Juste Erika – Nouvel Album

Quelle actualité pour Princess Erika ! A la télé dans « Camping Paradis » sur TF1, à la radio dans les « Grosses Têtes » aux côté de Philippe Bouvard sur RTL et sur les routes pour des concerts gorgés de bonne humeur avec son tout dernier album « Juste Erika ». L’artiste incontournable de cette saison...

Actualité
Quelle actualité pour Princess Erika ! A la télé dans « Camping Paradis » sur TF1, à la radio dans les « Grosses Têtes » aux côté de Philippe Bouvard sur RTL et sur les routes pour des concerts gorgés de bonne humeur avec son tout dernier album « Juste Erika ». L’artiste incontournable de cette saison...

Little story…
Au départ, il y a une chanteuse. Une artiste. Auteur-compositeur-interprète. (Qui en plus fait du cinéma, de la télé, du théâtre et tient un feuilleton littéraire sur un site panafricain). Une chanteuse à tubes. Populaire et branchée. Une chanteuse qui en 2007 a toujours envie de chanter mais plus nécessairement de "sortir" un disque.C'est là que débarque Mariano Beuve. Quasi quinca à longs dread-locks. Producteur d'albums de rap mythiques (Ministère AMER). Dénicheur de talents en germes (Doc Gynéco, Assia).

Réalisateur de tubes (G-Squad, le duo Axelle Red/Youssou Ndour). Il toque chez "Princess". Elle le connaît de nom. Sa réputation n'est pas catastrophique, mais pas rassurante non plus : Mariano serait aussi rigoureux en musique qu'artiste en comptabilité… Plus passionné par le son, les instruments et les accessoires que par les bilans et les dates de rendus… Pire : il ne finirait jamais ce qu'il entreprend. Comment résister quand on aime triompher dans l'adversité ? Au bout de deux séances de travail, "Princess" est rassurée : Mariano sait. Il sait la musique. Il sait s'effacer. Arranger. S'arranger.
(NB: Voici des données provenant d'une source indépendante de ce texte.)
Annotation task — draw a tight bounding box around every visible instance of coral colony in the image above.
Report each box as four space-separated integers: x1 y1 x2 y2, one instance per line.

Il sait, puisqu'il le dit, qu'il faut que ce soit "grand", sinon c'est pas la peine… Il sait qu'il faudra : du rock ("Toute la semaine", sa guitare rugueuse, grasse et entêtante) ; du blues ("Non je ne vais pas pleurer",feat Marjorie Savino et sa voix claire) ; du guitare-voix ("Juste Erika", où pour la première fois elle cède la plume)… Et du reggae. Beaucoup. Un peu partout à vrai dire. Dans les ondulations rythmiques de "Tourne" (et ses choeurs Pointer Sisters). Dans l'orgue endiablé du premier single "On s'en va".

Dans l'orthodoxie de "Jah Guide", d'"Ouvre les yeux". Dans celle d'"Amigo", sweet adaptation du standard années 80 de Black Slate qui, aujourd'hui encore, n'importe où dans les Caraïbes et en Afrique continue de faire danser. Jusqu'à "Black music" et ses reflets soulants, son "skank" ensoleillé…Mariano ne voulait pas faire un album de RN'B avec une gamine. Il fait un disque avec une femme.

Une femme de quarante ans. Noire. Française (et Camerounaise aussi). Avec des copines poétiques comme Nina Morato ("Maman, maman"), des soeurs hautes en couleurs et un petit savoir-faire dans le business. Toujours fresh, qu'il vente ou neige. Deux années de travail dans le studio dingue de Mariano. Au milieu de ses affreux chats sans poil. Avec son grand écran blanc. Ses ordis toujours branchés sur des sites de guitares.

Ils étaient presque prêts. Les premiers mixs sortaient. Et puis un petit matin d'octobre 2009, alors qu'il se rendait à pied à son studio, en pleine rue, Mariano Beuve est tombé. Mort. Comme ça. Lui qui ne fumait pas, ne buvait pas…

Comment résister quand on aime triompher dans l'adversité ?
Quoi qu'elle ait pu en dire alors, Erika a toujours su qu'elle irait au bout. Malgré tout. Malgré la douleur. Malgré les ayants droits paralyseurs, les soi disant amis de la musique et de Mariano. Malgré ceux qui veulent juste faire chier… Les rats que le navire pour voguer doit laisser à quai. "On s'en va / Sans souci du lendemain / On s'en va / Pour le reste, on verra bien / On s'en va / Sans regret et sans chagrin. Aller simple, simplement bien".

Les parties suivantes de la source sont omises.